Colau puso de inmediato el lazo amarillo en la fachada del Ayuntamiento, el escapulario ‘indepe’ de uso obligado para los creyentes

Ada Colau pertenece a una especie abundante en los últimos años de la política catalana: la incorporación del “lumpen societario”; marginales con estudios de chichinabo salidos del arroyo de la política y esforzados aspirantes en la especialidad de pesos plumas: Gabriel Rufián y Ada Colau podrían considerarse paradigmas. Si te regalan tres concejales, lo menos que hace una persona decente es agradecerlo en público. Ella no, le desagrada esa familiaridad; como el chuleta de bar desprecia al parroquiano que le paga la ronda. Al día siguiente puso el lazo amarillo en la fachada del Ayuntamiento, el escapulario “indepe” de uso obligado para los creyentes. ¡Para que se enteren de quién manda en la taberna!

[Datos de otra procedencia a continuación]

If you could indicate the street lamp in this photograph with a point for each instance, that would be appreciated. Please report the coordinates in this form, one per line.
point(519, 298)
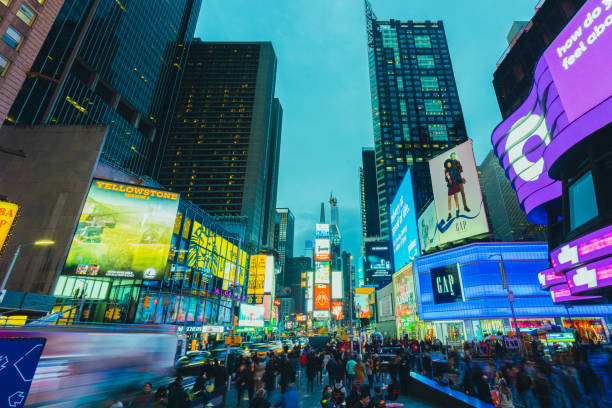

No voté a Valls, ni a nadie: se me atascaron las tragaderas, pero observo sus gestos, condenados a exitosos fracasos, y no dejo de pensar en aquellos empleados del erario de la cultura, siempre atados a munificientes limosnas, que le calificaron de fracasado histórico. Decir tamaña simpleza de quien alcanzó las más altas cotas de un Estado serio como el francés, y que lo diga con farfullera cobardía la inteligencia servil, no deja de ser el mayor elogio que puede conseguir un político.